Los artículos se siguieron publicando incluso durante el gobierno de Carlos Salinas. Y una triste tarde, Pedro Baroja murió en un accidente de carretera en Galicia. Su esquela publicada en México fue objeto de una investigación cuyos autores no vieron jamás el cadáver, pero, en cambio, se enteraron de la resurrección del personaje, en las mismas páginas donde había nacido siete años atrás, durante otro gobierno, casi en un país distinto.
David Huerta, amigo entrañable de Campbell y a quien le debo el obsequio de Pretexta; novela ya mencionada, me dijo un día sobre los mínimos temores de Federico quien suponía mi resentimiento hacia él (siempre fue extremadamente atento y delicado) por una identidad descubierta o al menos atribuida.

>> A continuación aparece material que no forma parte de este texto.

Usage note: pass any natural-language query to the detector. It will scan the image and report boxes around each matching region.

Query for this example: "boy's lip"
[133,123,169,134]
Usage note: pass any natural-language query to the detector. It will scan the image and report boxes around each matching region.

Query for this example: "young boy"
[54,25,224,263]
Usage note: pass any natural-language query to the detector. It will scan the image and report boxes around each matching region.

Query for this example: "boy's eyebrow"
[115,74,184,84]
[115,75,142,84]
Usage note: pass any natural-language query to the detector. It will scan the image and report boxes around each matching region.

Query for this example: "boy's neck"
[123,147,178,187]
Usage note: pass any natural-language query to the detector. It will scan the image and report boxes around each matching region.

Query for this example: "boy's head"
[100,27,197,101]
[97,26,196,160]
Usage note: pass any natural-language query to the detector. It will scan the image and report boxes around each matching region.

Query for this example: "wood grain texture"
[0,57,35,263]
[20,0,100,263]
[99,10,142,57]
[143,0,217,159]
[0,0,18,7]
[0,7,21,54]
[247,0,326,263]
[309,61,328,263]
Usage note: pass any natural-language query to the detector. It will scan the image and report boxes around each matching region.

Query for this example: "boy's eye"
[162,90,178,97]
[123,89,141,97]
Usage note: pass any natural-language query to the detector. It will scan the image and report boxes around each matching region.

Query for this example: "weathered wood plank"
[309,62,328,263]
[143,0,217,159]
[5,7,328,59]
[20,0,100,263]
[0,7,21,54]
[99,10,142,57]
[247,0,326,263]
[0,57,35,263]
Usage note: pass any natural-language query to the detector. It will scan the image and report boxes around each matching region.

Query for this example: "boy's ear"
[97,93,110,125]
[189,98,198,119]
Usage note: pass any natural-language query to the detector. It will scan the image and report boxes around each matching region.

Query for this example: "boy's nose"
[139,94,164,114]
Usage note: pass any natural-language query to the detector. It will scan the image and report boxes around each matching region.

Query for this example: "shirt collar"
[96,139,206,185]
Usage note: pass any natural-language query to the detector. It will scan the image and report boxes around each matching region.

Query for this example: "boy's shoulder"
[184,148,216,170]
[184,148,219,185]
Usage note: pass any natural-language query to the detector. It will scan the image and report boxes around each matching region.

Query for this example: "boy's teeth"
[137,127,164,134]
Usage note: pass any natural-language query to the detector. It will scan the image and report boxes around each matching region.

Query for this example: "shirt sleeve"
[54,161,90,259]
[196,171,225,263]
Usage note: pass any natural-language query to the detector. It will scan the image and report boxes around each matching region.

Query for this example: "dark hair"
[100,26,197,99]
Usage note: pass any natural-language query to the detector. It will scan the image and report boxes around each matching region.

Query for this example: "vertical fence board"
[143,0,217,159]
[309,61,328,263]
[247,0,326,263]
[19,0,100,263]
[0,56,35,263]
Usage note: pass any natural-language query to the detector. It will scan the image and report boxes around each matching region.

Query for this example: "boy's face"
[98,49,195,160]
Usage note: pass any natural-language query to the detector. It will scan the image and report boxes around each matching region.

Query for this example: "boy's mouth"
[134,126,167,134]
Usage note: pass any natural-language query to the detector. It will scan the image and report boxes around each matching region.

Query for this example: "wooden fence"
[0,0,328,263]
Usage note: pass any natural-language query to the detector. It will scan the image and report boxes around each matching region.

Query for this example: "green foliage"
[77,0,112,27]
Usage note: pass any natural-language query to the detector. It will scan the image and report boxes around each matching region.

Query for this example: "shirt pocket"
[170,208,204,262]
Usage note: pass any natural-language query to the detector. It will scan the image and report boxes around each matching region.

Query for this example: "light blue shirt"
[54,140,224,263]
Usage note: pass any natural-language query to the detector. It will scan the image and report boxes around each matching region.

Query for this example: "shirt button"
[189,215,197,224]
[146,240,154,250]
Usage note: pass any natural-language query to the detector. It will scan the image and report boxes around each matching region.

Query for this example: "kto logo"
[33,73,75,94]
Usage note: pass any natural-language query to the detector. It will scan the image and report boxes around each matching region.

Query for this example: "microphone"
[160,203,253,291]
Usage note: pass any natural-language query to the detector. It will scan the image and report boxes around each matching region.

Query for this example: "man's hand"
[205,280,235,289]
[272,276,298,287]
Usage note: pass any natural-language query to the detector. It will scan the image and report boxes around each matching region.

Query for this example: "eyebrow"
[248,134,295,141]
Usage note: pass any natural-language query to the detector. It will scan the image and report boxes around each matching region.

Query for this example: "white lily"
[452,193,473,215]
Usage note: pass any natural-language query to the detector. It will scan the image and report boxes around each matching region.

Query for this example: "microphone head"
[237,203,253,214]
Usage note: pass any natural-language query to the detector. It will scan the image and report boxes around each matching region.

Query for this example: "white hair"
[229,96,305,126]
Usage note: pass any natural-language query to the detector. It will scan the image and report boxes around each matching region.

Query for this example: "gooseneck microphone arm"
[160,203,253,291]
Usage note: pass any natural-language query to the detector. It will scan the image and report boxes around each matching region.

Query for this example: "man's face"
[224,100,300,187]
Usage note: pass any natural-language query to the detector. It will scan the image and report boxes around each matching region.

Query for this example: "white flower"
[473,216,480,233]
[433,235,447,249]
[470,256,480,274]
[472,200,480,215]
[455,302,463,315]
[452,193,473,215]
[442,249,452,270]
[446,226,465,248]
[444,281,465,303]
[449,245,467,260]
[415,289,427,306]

Yo debo decir lo contrario, gracias al “descubrimiento” mis bonos subieron. Como decía Salvador Novo, si quiere hacerse famoso en México, escriba con un seudónimo. Hice rabiar a algunos hijos de puta (no digo nombres porque no se habla de los difuntos), y me carcajee de su indignación fingida. Yo los había descubierto en verdad y ellos utilizaban una investigación literaria para defenderse, atacándome a mí. Federico nos había dado a todos una lección: él fue el único sensato.
Después de eso lo busqué, le ofrecí mi mano y le dije en tono de broma: …el odio no ha nacido en mí… Ni había motivo. Él había hecho un trabajo notable, con entrega intelectual, con personalidad, con audaz rigor. Y yo no tenía –ni tuve jamás—, motivos para un encono ni para una queja.
Desde entonces nos vimos con relativa frecuencia. Casi siempre en la Condesa; en los cafés, en el puesto de periódicos, en la banqueta. A veces nos sentábamos a hablar de nada en especial. Comentábamos libros y yo siempre resultaba beneficiado por su tiempo.
Hablar con él nunca me dejó sin una enseñanza, siempre me dijo algo nuevo, siempre me ayudó quizá sin proponérselo; siempre expuso verdades incómodas con tono suave. La relación entre los medios y el poder –en sus muchas versiones y formas—, realmente lo ocupaba.
Siempre cordial, lo vi por última vez hace varias semanas cuando lo encontré por casualidad a las puertas de la casa de Raúl Navarro el talentoso pintor cuyo domicilio está en la calle de Amatlán. Me contó de un viaje cercano y quedamos de vernos a su regreso, asunto ahora imposible de toda imposibilidad.
Hoy sólo me queda decirle póstumamente, las mismas palabras de tantas veces: gracias.
Otro editorialista msiterioso fue R. Pérez Ayala (Excélsior). Pretexta, vigente. Campbell también estudiaba a Leonardo Sciascia.